I've recently joined a shop whose prior admin set up a 6 node production GFS cluster. There is no quorum disk, and it appears there is only manual fencing.

I've got to power down everything in all the racks to get it moved into a cage, and only discovered this issue in the past 24 hours.

I am seriously concerned that I will be running into the infinite loop problems of trying to achieve a quorate state with all 6 machines playing happily when they all come back online tomorrow morning (a quorum of 4 is configured).

Moreover, the only reason he used the GFS is to not have to make multiple copies of the shared content - logical at first, but everything I read is that manual fencing is super bad. (At least the write activity is almost nil.)

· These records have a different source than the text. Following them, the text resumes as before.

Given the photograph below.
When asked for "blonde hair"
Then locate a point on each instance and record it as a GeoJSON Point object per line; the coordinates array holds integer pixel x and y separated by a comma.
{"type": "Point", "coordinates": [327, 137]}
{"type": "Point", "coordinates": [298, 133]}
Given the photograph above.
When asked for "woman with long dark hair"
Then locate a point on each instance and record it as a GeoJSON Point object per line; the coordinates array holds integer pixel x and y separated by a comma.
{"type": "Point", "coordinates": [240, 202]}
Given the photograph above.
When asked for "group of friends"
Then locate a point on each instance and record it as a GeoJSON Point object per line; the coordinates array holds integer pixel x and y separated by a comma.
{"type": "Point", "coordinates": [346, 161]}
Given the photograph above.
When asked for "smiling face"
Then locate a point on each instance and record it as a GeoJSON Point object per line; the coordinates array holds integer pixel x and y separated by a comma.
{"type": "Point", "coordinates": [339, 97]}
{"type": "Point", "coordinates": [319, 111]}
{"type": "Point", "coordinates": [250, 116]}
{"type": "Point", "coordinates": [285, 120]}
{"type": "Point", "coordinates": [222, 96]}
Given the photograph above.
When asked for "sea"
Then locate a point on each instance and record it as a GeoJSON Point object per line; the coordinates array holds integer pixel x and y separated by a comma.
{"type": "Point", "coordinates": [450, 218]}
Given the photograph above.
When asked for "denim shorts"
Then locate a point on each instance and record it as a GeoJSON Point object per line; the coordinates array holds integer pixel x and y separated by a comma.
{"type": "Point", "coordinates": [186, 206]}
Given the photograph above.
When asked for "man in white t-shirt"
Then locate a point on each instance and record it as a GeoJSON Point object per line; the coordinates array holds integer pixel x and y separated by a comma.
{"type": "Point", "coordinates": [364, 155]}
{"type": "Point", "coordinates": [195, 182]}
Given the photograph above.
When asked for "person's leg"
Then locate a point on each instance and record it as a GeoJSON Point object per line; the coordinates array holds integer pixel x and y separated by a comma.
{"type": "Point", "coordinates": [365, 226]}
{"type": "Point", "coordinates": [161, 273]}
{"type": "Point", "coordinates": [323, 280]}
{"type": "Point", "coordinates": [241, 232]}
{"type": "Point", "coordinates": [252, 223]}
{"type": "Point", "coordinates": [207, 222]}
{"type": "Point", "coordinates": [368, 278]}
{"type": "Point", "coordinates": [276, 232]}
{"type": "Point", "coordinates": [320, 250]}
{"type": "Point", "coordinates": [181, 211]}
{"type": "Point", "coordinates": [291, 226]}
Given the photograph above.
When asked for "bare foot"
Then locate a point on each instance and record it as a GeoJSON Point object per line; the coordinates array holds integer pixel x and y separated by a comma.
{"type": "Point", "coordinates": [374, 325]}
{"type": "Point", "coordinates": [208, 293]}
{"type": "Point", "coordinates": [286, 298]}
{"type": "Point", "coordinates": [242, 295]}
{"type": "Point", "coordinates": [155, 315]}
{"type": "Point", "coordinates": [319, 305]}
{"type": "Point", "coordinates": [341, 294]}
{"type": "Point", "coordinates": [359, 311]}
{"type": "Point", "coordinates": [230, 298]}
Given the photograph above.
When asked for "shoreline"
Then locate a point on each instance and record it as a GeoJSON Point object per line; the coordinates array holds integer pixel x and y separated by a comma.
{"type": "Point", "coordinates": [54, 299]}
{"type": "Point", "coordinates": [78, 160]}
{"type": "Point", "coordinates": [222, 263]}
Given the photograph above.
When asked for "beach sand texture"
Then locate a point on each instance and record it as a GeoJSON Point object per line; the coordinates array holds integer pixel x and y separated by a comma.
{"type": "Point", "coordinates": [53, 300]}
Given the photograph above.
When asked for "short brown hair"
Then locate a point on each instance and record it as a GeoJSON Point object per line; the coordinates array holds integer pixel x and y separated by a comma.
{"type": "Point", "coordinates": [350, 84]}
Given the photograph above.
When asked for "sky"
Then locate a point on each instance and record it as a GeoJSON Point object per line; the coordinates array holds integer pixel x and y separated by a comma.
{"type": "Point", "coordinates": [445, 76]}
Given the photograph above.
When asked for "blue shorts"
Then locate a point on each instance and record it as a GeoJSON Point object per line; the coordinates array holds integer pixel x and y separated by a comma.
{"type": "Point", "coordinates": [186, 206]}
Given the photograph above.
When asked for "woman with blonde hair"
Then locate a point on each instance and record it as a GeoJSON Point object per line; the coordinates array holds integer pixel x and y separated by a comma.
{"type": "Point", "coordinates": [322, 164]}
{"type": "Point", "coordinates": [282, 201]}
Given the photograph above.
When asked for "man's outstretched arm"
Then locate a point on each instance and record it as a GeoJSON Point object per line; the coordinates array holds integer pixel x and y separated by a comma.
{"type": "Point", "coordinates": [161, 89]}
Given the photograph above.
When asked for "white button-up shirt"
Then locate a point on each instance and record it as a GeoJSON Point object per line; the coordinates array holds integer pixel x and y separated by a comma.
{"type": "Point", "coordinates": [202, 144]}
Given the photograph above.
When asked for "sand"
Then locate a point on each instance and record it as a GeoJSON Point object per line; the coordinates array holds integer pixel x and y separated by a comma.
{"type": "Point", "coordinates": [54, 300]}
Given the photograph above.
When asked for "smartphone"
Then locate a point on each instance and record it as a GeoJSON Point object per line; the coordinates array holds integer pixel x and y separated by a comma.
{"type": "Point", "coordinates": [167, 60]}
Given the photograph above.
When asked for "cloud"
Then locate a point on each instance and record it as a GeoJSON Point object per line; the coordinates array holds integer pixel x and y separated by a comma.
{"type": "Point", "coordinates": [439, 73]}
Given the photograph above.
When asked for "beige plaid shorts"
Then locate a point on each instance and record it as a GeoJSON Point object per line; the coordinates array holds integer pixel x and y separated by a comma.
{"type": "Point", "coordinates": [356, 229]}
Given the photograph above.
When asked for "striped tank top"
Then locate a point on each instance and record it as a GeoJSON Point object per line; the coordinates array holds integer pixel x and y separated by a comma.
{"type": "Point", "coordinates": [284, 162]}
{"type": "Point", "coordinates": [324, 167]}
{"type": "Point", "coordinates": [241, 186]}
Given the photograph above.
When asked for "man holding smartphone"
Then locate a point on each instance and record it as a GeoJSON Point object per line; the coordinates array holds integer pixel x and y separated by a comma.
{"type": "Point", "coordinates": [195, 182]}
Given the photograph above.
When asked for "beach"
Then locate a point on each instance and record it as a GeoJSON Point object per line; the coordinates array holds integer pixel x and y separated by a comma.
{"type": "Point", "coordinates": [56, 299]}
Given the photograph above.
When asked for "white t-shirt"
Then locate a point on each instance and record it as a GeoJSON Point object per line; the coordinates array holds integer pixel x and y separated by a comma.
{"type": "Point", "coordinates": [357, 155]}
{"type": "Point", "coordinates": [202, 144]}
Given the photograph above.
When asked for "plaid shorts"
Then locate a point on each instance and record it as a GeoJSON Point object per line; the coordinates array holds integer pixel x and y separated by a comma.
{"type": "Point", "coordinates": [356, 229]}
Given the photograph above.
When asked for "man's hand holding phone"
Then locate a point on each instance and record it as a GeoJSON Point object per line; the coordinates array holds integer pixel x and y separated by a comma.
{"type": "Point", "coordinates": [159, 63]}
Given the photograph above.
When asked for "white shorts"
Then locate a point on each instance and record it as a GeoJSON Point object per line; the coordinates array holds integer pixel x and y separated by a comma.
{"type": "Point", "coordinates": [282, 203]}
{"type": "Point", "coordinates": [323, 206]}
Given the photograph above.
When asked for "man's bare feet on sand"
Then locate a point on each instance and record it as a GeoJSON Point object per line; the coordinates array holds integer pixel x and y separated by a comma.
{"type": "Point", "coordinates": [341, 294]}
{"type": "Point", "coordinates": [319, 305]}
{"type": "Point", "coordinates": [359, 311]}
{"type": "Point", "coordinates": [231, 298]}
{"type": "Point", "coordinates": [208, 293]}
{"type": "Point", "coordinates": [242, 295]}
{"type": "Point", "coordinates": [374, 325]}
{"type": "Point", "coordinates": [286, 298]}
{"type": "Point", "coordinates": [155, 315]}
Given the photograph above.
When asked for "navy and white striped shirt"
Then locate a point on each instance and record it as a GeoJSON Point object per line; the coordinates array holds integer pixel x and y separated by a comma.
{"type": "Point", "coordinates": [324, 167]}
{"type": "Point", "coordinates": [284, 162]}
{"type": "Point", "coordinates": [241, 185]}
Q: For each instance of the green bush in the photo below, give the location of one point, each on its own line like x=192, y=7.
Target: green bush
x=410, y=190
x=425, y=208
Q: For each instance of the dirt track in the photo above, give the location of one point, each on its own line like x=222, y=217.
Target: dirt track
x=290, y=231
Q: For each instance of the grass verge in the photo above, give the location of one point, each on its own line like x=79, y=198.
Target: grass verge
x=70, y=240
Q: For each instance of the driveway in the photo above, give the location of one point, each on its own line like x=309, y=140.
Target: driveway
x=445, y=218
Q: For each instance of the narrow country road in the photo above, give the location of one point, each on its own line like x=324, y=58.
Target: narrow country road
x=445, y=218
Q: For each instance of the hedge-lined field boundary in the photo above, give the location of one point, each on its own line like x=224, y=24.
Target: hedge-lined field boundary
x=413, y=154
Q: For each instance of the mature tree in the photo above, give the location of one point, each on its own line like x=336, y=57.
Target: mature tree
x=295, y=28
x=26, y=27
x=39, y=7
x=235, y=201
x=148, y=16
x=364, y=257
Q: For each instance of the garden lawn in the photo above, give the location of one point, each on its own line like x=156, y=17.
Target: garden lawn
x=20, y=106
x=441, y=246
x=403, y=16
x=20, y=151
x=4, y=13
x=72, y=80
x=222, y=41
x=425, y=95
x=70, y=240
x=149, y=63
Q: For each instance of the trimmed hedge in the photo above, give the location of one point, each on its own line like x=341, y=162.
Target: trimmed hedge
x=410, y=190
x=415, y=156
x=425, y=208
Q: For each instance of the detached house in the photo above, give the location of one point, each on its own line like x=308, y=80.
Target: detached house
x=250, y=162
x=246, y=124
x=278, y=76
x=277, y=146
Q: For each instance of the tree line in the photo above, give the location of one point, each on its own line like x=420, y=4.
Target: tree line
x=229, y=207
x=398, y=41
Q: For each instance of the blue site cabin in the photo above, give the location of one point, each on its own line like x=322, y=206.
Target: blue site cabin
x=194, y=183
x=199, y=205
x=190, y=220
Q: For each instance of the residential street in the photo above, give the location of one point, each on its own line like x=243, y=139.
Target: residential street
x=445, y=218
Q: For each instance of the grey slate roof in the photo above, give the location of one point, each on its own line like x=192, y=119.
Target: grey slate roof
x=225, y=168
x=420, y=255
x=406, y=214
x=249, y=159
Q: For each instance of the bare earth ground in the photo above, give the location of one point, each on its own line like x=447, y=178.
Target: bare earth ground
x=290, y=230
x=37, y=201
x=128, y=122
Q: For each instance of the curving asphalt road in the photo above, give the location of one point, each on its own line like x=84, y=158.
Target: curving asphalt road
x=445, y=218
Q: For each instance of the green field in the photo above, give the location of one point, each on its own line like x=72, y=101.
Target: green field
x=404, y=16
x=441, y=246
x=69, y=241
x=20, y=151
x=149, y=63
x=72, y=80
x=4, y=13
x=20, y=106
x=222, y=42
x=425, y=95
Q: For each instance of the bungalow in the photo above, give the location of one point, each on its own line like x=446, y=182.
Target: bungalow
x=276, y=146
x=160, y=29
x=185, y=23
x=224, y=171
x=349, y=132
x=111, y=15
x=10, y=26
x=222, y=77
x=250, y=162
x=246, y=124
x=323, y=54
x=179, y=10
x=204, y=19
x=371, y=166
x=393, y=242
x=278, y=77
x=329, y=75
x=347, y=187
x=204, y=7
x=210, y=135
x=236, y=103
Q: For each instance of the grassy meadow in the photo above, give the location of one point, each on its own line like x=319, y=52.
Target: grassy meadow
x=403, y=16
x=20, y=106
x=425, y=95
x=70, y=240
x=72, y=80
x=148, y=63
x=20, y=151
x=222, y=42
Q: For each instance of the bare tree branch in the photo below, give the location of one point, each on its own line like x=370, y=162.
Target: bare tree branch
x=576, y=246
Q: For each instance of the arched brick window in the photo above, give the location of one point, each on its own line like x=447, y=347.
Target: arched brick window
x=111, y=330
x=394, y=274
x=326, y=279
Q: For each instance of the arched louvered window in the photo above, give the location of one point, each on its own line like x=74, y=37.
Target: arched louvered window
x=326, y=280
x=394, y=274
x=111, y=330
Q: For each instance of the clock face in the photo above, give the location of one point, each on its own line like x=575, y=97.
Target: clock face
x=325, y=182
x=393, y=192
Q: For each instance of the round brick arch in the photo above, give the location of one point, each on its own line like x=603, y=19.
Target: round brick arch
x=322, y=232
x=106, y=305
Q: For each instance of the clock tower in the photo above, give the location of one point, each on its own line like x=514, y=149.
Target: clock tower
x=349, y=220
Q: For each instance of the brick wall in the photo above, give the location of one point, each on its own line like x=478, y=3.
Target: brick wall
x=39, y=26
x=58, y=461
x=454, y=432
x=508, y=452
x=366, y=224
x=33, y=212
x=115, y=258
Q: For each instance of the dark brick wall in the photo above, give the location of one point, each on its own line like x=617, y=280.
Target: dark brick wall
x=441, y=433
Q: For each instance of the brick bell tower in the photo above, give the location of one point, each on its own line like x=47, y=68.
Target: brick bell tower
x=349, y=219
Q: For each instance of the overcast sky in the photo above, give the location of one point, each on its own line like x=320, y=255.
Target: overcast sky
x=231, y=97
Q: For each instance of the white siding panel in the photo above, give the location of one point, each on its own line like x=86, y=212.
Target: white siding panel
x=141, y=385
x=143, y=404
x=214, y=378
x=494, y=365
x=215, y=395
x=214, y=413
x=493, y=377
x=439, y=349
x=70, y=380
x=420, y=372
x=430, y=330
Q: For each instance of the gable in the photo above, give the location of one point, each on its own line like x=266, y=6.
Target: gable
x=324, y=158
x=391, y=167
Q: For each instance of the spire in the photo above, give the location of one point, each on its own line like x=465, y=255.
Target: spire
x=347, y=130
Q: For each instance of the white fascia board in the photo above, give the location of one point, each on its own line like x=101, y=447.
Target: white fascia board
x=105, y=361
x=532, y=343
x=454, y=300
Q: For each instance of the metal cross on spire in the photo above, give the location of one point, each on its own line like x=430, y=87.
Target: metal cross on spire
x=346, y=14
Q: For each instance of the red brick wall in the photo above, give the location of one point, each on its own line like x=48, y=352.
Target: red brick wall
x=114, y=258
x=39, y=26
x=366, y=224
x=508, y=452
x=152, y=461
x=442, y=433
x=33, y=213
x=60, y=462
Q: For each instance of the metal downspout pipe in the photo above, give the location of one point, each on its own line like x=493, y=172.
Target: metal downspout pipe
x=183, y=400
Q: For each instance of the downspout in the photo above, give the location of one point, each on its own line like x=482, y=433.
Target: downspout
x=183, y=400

Any help here is appreciated - not having an answer to this could mean a postponement to our work.

Thanks in advance!

-Joe

Cluster.conf is below:


<?xml version="1.0"?>
<cluster config_version="9" name="digitalimages">
<fence_daemon post_fail_delay="0" post_join_delay="3"/>
<clusternodes>
<clusternode name="prodweb01-internal" votes="2">
<fence>
<method name="1">
<device name="manfence" nodename="prodweb01-internal"/>
</method>
</fence>
</clusternode>
<clusternode name="prodweb02-internal" votes="2">
<fence>
<method name="1">
<device name="manfence" nodename="prodweb02-internal"/>
</method>
</fence>
</clusternode>
<clusternode name="prodweb03-internal" votes="1">
<fence>
<method name="1">
<device name="manfence" nodename="prodweb03-internal"/>
</method>
</fence>
</clusternode>
<clusternode name="prodweb04-internal" votes="1">
<fence>
<method name="1">
<device name="manfence" nodename="prodweb04-internal"/>
</method>
</fence>
</clusternode>
<clusternode name="prodweb05-internal" votes="1">
<fence>
<method name="1">
<device name="manfence" nodename="prodweb05-internal"/>
</method>
</fence>
</clusternode>
<clusternode name="prodweb06-internal" votes="1">
<fence>
<method name="1">
<device name="manfence" nodename="prodweb06-internal"/>
</method>
</fence>
</clusternode>
</clusternodes>
<cman expected_votes="6"/>
<fencedevices>
<fencedevice agent="fence_manual" name="manfence"/>
</fencedevices>
<rm>
<failoverdomains/>
<resources/>
</rm>
</cluster>